A arte de Caíssa envolve muitas outras coisas que apenas movimentar as pedras, pretas ou brancas, para lá e para cá no tabuleiro.
Muitas das quais, obviamente, ainda não domino.
Eu e meu amigo Marco Carvalho, dos blogs Como Comprar Meias, do Filosofia de Vida e do Swásthya Yôga em Curitiba, todas às segundas-feiras, às 18 horas, temos pelo menos um duelo agendado em um agradável café próximo de nossas casas.
Como eu disse, nem eu nem ele somos exatamente grandes mestres.
A ponto de nosso primeiro encontro ter sido marcado por um tabuleiro posicionado ao contrário. Com a casa branca do lado esquerdo.
Quem conhece um mínimo do jogo vai entender o quanto isso foi ridículo.
Bem… não era para contar esse detalhe, mas nao resisti.
Jogar xadrez hoje envolve um sentimento um tanto difícil de explicar.
Quando joguei xadrez pelas primeiras vezes, ainda criança e também na adolescência, eu sentia que o objetivo do jogo – como qualquer outro – era ganhar.
Ainda é.
Mas nessas últimas semanas há algo diferente. O objetivo do jogo ainda é ganhar. Porém, isso não é mais tão importante quanto o como ganhar.
É preciso ser da melhor forma possível, da forma perfeita.

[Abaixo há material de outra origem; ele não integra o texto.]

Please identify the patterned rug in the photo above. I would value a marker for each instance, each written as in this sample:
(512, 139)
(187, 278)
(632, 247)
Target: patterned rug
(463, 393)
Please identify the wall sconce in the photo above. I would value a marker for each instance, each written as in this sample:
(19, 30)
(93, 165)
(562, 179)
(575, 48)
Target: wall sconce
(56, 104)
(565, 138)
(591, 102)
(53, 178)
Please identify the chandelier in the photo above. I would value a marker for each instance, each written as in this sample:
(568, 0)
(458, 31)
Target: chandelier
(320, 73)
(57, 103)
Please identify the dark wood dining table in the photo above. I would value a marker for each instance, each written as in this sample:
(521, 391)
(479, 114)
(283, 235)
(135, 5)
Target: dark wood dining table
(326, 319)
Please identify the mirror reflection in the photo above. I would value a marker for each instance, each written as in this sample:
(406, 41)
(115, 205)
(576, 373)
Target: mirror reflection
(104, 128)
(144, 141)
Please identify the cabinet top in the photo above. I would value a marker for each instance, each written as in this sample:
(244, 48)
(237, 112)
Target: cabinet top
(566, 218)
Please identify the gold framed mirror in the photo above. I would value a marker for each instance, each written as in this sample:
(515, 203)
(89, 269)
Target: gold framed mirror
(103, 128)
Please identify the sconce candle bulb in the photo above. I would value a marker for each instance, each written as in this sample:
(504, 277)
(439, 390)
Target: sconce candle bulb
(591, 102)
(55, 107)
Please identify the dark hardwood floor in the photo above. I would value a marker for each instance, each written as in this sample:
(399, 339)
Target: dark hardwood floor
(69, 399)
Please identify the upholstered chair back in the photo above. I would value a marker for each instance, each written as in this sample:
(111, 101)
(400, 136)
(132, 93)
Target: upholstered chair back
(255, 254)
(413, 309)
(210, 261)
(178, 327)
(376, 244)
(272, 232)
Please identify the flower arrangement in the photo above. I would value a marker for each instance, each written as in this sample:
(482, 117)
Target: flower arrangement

O que, imagino, até mesmo grandes mestres – como Bobby Fischer ou Kasparov, por exemplo – nem sempre conseguiram fazer.
Posicionar-se dessa maneira, hoje quando jogo com o Marco, pode tornar até mesmo perder mais motivador pois, você passa a querer saber se as suas jogadas foram realmente boas ou se foram fruto da inabilidade de ambos.
Ou se em algum momento, mesmo em desvantagem posicional ou material ou contra um adversário mais preparado, conseguiu se defender e até mesmo atacar efetivamente, construindo um conhecimento que poderá ser usado no futuro.
A verdade é que – por mais competitivos que os profissionais sejam – nenhum dos dois jogadores ganha verdadeiramente no xadrez e nenhum dos dois perde: uma partida mal jogada é algo um tanto chata e uma partida bem jogada é um prêmio para ambos, algo de que se orgulhar.
Felizmente, hoje, a tecnologia ajuda a ter uma melhor avaliação dos jogos, mesmo para aqueles que não têm um professor à disposição.
Ambos estamos estudando com ajuda do jogo Chessmaster, que usamos também para anotar e analisar as partidas depois de jogadas.
Estou curioso para saber como estaremos jogando depois de um ano, se mantivermos a disciplina de nossos encontros semanais.
Por enquanto, eu sou um perna-de-pau.
Mas acho que o termo não se aplica ao jogo.
Ah, sim: para quem não sabe, o André, do Lendo.org é bicampeão gaúcho sub-18 e bronze no pan-americano estudantil de xadrez.